TigapuluhSatu

14 2 0
                                    

Galang duduk di taman rumah sakit dengan pandangan kosong. Melihat Alvira berlumuran darah dengan mata yang menutup membuatnya mati rasa. Ia seperti kehilangan jiwanya.

Alvira belum pergi namun Galang merasa Alvira jauh dari jangkauannya. Seperti tak ada harapan baginya. Kini Alvira koma setelah melakukan operasi tadi dan Galang seperti merasakan apa yang Alvira rasakan.

Bahkan, dia tidak pernah merasakan ini sebelumnya. Pada saat Alvina meninggal pun ia hanya terpukul karena merasa bersalah. Tapi pada Alvira? Melihatnya koma pun ia seperti kehilangan nyawa.

Apakah Galang mencintai Alvira? Ya dia sangat mencintai Alvira. Bahkan saat pertama kali ia bertemu dan saat ia membantu Alvira, dia sudah jatuh pada Alvira. Saat mereka lari bersama dikoridor menuju rooftop, saat Galang menggendongnya ke kelas, saat Galang memijat kakinya bahkan setiap moment yang mereka lalui membuat Galang jatuh sejatuh jatuhnya pada Alvira.

Hingga tepukan dipundaknya membuat Galang menoleh dan terkejut seketika. Adrian, ia tersenyum padanya.

"Boleh gue duduk?" tanya Adrian. Galang yang masih dengan keterkejutannya hanya bisa menganggukkan kepalanya pelan.

-DeepLoss-

Di salah satu ruangan rumah sakit terdapat seorang gadis yang terbaring lemah diatas kasur. Dibantu dengan alat pernafasan dan perban yang menutupi lukanya. Gadis itu adalah Alvira Lanika Zoya.
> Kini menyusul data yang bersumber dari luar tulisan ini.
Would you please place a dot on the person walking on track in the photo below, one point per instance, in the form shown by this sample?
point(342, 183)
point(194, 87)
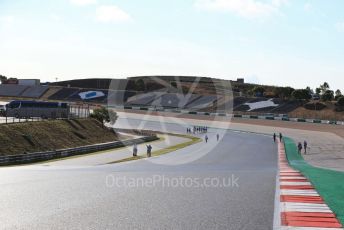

Alvaro menatap adiknya yang terbaring lemah dengan sedih. Sambil terus menggenggam erat tangan Alvira. Air matanya tidak kunjung berhenti menetes. Ya, Alvaro menangis dalam diam. Disana ia tidak hanya berdua dengan Alvira. Tetapi ada teman-teman Alvira dan juga teman-temannya yang sedang menunggu kesadaran Alvira.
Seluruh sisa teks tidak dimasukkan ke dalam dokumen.